Students in the French Initiation course have the opportunity to engage and learn with local people of all ages. This includes activities such as reading workshops and teaching seniors how to use the internet, playing Scrabble and bingo, organizing concerts for Alzheimer residents in the city and finding out how a French bakery makes bread.
“We’ve seen changes in young students’ attitudes towards older people; improvements in the relationships between students and seniors as the generation gaps between them have been broken; personal development; and increased self-confidence. As a result, students have achieved better results in class,” says ISP French Teacher Monica Devos. She is also founder of the ISP intergenerational programme ‘Bridges between Cultures and Generations’ (BCG).
“These experiences also represent a meaningful opportunity for students learning French to put their language skills into practice with members of the local community, while enriching their awareness of French culture,” she adds.

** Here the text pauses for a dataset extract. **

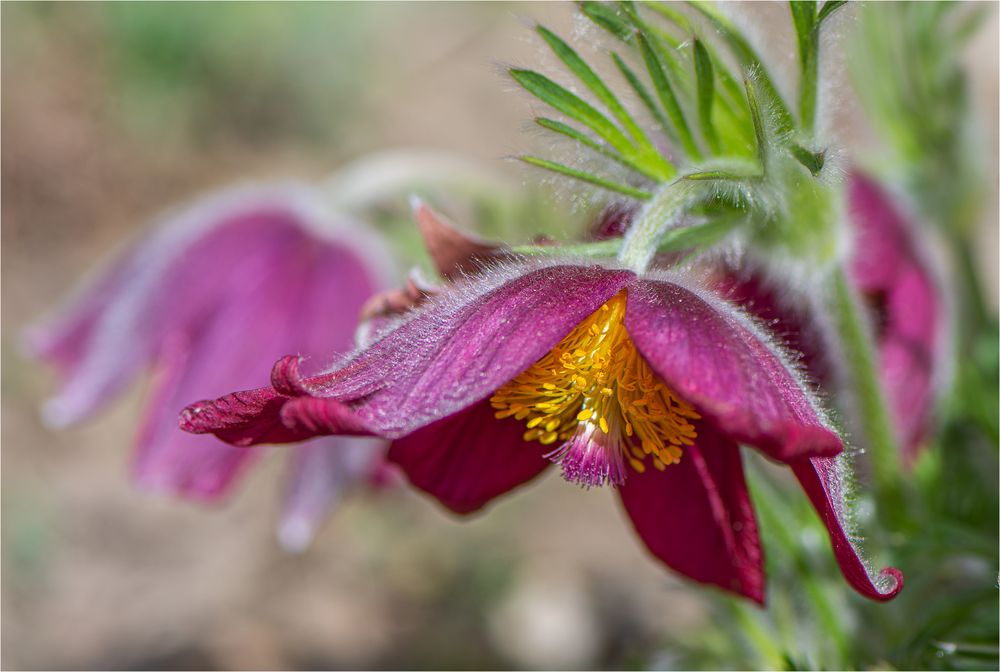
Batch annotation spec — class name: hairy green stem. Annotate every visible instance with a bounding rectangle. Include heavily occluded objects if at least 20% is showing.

While in India, IL is intertwined in the daily curriculum at DPS International School. “Learning is not one way,” says Naghma Khan, Head of Counselling and Learning Support. “There is a lot of learning which the older generation gains from the younger. Nobody can beat the younger generation in multitasking. On an everyday basis we can learn the art of risk-taking.”

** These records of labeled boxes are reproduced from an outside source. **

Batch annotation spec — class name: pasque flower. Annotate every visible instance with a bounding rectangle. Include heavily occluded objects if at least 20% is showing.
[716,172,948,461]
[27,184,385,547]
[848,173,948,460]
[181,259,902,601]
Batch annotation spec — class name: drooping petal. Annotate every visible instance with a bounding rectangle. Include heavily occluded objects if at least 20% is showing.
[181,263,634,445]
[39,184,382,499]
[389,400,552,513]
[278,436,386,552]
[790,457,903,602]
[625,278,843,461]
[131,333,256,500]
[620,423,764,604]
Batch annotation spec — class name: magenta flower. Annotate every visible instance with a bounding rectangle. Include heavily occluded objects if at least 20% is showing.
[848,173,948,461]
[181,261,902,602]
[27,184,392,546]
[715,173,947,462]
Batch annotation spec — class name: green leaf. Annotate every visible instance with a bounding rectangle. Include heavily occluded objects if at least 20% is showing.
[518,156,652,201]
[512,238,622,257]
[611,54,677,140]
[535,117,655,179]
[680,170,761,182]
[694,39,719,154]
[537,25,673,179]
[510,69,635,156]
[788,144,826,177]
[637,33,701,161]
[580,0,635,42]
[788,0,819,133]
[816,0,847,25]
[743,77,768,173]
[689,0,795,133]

On Mother Tongue Day, grandparents visit the school and impart relevant knowledge about their mother tongue with the children. “They share the intricacies and details of that particular language with the children, making them linguistically abled. India is a country of languages and each of these occasions is truly enriching,” says Khan.
The school also regularly sets up Skype/Google Talk sessions, allowing students to teach their grandparents invaluable IT skills.
Middle Years Programme (MYP) student Megha Misra says, “Things that I have learnt from my elders are mostly about culture, tradition, values and skills. They have passed on to me invaluable knowledge on traditions and values, which were followed by our ancestors. They have taught me to appreciate and care for people and nature. Their fascinating stories have always had a hidden message for the future generation to understand and pass on.”
Schools hold the power for change
Khan agrees with Dr Wykro that time is the biggest barrier to bringing IL into schools all around the world, but says schools hold the power to change this.
“The lack of time, and the limited availability or inclination to cater to the needs of the other generation, is the biggest hurdle to IL, which leaves the younger generation devoid of the benefits of rich experiences of the elders,” she says. “This is where schools can help, providing the ideal platform for bringing IL into children’s normal daily lives. The consistent, regular involvement of these generations together contributes to holistic growth.”